Galitski has been awarded the NSF career award, Simons Investigator award, the Open Society Fellowship, and the Future Fellowship from Australian Research Council.
His notable researches include the 2010 prediction of topological Kondo insulators. In 2006, he introduced a new kind of spin-orbit coupled Bose-Einstein Condensate.
In 2007, together with University of Maryland coworkers including Sankar Das Sarma, Galitski resolved the minimal conductivity puzzle in graphene physics. Together with Gil Refael, Galitski co-introduced Floquet topological insulators.
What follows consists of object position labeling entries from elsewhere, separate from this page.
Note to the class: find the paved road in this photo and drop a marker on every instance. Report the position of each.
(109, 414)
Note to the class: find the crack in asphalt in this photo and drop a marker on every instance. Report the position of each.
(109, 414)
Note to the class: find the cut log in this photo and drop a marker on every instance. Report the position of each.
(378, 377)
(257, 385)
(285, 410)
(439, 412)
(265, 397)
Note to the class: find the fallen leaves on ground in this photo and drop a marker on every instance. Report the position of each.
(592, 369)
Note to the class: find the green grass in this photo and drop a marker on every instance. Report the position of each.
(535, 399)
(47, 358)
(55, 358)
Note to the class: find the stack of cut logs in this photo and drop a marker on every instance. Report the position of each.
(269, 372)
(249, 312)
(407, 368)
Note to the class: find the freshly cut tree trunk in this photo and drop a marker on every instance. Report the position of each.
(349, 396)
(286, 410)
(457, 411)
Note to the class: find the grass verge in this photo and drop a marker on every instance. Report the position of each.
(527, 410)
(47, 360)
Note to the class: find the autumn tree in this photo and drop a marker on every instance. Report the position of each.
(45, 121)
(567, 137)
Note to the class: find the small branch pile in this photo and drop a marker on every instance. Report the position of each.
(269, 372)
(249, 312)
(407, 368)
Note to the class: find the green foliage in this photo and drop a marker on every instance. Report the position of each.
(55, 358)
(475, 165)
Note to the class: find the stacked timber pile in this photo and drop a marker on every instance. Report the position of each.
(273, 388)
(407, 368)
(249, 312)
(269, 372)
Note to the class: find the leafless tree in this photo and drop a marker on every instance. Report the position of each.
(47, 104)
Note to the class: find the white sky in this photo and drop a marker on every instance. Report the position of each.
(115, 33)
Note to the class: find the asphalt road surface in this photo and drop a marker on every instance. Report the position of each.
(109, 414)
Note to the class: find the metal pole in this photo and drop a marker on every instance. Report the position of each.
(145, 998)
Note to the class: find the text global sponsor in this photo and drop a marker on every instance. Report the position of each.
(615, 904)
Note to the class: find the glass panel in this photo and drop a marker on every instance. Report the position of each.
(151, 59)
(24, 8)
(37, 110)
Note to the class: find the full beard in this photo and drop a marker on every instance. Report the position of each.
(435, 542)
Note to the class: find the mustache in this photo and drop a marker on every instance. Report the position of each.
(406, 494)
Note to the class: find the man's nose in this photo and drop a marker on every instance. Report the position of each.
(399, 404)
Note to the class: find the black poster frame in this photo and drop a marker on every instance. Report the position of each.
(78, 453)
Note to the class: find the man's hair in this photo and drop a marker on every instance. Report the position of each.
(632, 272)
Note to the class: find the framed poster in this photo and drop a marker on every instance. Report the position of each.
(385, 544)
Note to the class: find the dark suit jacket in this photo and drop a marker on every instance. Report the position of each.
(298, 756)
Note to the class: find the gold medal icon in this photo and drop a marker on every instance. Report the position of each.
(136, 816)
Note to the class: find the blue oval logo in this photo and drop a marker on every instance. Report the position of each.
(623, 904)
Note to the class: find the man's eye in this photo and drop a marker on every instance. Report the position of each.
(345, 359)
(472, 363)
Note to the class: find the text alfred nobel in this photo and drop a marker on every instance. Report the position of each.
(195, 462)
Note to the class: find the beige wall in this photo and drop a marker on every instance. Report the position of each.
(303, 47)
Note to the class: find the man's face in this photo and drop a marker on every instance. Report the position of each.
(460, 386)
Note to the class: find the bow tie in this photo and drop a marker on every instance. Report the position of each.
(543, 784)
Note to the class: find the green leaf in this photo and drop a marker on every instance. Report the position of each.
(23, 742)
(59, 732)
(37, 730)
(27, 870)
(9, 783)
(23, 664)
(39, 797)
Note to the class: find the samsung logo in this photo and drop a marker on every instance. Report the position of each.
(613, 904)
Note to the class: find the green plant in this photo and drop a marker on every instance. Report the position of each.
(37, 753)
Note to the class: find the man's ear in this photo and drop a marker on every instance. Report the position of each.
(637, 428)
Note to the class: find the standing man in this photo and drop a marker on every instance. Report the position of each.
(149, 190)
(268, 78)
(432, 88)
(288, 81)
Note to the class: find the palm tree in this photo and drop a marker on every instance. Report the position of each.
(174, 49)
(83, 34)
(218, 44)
In July 2021, Galitski published a viral essay on linkedin, entitled "Quantum Computing Hype is Bad for Science," cautioning about unsupported, inflated claims in the quantum computing industry and the dangerous possibility of "quantum Ponzi schemes."

== Books ==

- Galitski, Victor (2013). "Exploring Quantum Mechanics: A Collection of 700+ Solved Problems for Students, Lecturers, and Researchers"

==Family background==
Victor Galitski was born in Moscow, Russia in a family of Jewish, German, and Russian ancestry. His grandfather Victor Galitskii (Галицкий,_Виктор_Михайлович) was a renowned physicist, who worked with Lev Landau, and Arkady Migdal, and was director of the theoretical physics department in the Kurchatov Institute.